Daniel ricordò il giorno in cui suo padre era comparso improvvisamente ad Harrow, soltanto tre mesi dopo la morte di sua madre, per presentare la bruna contessa francese che aveva sposato in seconde nozze.
Oltrepassó le bellezze brune e finalmente giinse alle lentigginose rosse diciassettenni, Margaret e Mary, certamente figlie dell'ultima contessa e terza moglie, la vedova scozzese che, diceva il signor Pettigrew, aveva cresciuto le otto ragazze come fossero tutte figlie sue per quattro anni prima.
Secondo la lista, Mary e Margaret erano le minori, ma la loro femminilità, che si manifestava in modo assai appariscente, le faceva apparire maggiori delle loro sorelle meno curvilinee. Daniel non indugió a pensare ai problemi che tale esuberanza avrebbe potuto procurargli in futuro, perché si sentiva troppo soddisfatto per aver stabilito una parvenza di ordine.

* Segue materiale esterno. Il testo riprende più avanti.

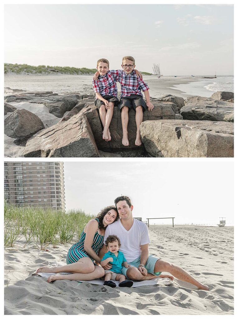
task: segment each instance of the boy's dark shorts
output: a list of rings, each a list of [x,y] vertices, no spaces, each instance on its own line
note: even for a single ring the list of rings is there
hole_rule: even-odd
[[[142,96],[133,94],[130,96],[121,98],[119,104],[118,105],[118,107],[121,112],[122,108],[123,106],[127,106],[129,108],[129,110],[132,109],[134,111],[135,111],[136,108],[139,105],[142,106],[143,112],[147,109],[146,103]]]
[[[102,97],[103,99],[106,100],[108,102],[115,102],[114,104],[114,106],[117,105],[117,104],[119,103],[119,100],[116,96],[113,96],[112,95],[104,95]],[[103,102],[102,101],[101,101],[101,100],[99,100],[98,99],[97,99],[97,100],[95,100],[94,104],[99,110],[100,108],[101,105],[105,105],[104,102]]]

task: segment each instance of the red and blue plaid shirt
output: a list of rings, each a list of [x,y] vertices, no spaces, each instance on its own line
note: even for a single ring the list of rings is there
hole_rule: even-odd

- Bene,- proclamò in tono più gentile. -Dato che lady Ruth e lady Rebecca sono le maggiori, le porterò a Londra per prime.

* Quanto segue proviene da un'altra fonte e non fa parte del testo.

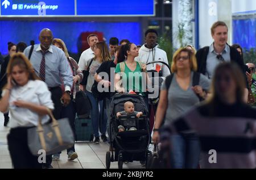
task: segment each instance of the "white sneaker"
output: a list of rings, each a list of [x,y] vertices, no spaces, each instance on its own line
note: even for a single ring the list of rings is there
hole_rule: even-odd
[[[78,157],[77,153],[73,150],[71,150],[68,152],[68,160],[73,161]]]

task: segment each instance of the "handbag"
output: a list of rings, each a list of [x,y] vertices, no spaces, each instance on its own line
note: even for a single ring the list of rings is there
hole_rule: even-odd
[[[90,60],[90,64],[89,64],[89,66],[87,68],[87,69],[86,70],[84,70],[82,71],[82,73],[84,74],[84,77],[82,78],[82,82],[80,82],[80,85],[82,85],[84,86],[86,85],[87,79],[88,79],[88,76],[89,76],[89,71],[90,70],[90,66],[93,61],[93,58],[92,58],[92,60]]]
[[[28,129],[28,145],[31,153],[37,156],[39,150],[44,150],[46,155],[54,154],[70,148],[75,144],[73,131],[68,118],[57,121],[48,109],[52,123],[42,124],[42,118],[37,127]]]
[[[79,118],[87,118],[89,116],[92,104],[84,91],[79,90],[76,92],[75,103],[76,114]]]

Non rilevando nessun apparente cambiamento nel comportamento delle ragazze, nessun delicato rossore, nessun battito di ciglia, Daniel le osservò con gli occhi socchiusi. Aveva sempre creduto che ogni signorina sognasse di debuttare nel bel mondo. Un vago senso di disagio lo avvisó che forse gli sarebbe convenuto mobilitare le sue difese.
Indugió un momento a guardarsi intorno nel vasto salone dell'antica dimora e la sua attenzione fu catturata dalla vista del fiume Tweed da una delle alte finestre orientate verso nord. A un certo tratto fu assalito da un pensiero angoscioso: se avrebbe dovuto lasciare le altre sei senza sorveglianza cinquecento chilometri a nord, in un enerme casa fredda come la Siberia e servita soltanto da una sparuto drappello di anziani domestici.

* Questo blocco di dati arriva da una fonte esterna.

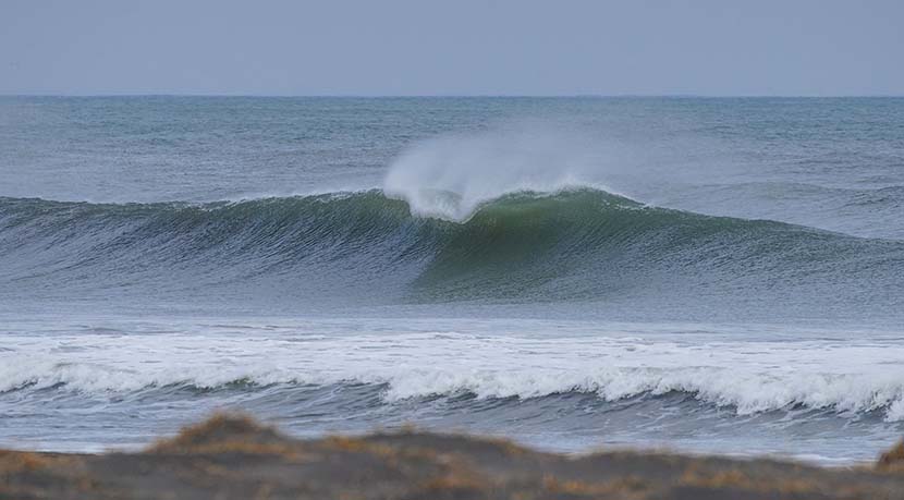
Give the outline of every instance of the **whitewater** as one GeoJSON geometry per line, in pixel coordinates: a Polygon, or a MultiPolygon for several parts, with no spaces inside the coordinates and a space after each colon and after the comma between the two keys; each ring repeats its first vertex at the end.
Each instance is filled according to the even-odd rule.
{"type": "Polygon", "coordinates": [[[0,446],[218,408],[842,464],[904,432],[901,99],[0,110],[0,446]]]}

No, era una situazione inaccettabile. Inoltre era rimasto all'estero per troppo tempo e aveva perso i contatti con la gente di Londra. Non conosceva nessuna signora fidata che potesse sorvegliare le ragazze. Vide le sopracciglia del signor Pettigrew segnalargli di sbrigarsi e smise bruscamente di passeggiare davanti alle sue sorelle.
- Ho deciso di portarvi a Londra con me e offrire a tutte voi la stagione mondana di quest'anno, - annunciò d'impulso.
Se non un'ovazione, si era aspettato almeno qualche esclamazione di gioia, ma il suo annuncio fu accolto da un silenzio di tomba. Per la verità gli parve di sentire una risatina, ma ritenne di essersi sbagliato.
Era molto strano, pensò. Si era aspettato più entusiasmo per il suo progetto. Tuttavia, poiché le sue sorelle non obiettavano, si sentì autorizzato a ritenere che acconsentissero. All'esterno la luce cominciava a svanire. Presto la giornata sarebbe finita e Daniel voleva concludere il colloquio al più presto.
- Vi dirò il resto stasera a cena. Voglio partire subito per Londra. Nulla si mosse... non un dito, non unpiedino, nemmeno un capello.
- Ceneremo alle otto,- dichiarò Daniel.
Gli rispose soltanto lo scoppiettio del fuoco nel caminetto. Si chiese se avesse commesso un errore. Per quanto cercasse di stimolare il loro intetesse, le sue sorelle non manifestavano nessun entusiasmo. Forse si aspettabvano che dicesse qualcosa di più, ma lui non sapeva che cosa. Era la prima volta che si ritrovava a trattare con delle sorelle minori.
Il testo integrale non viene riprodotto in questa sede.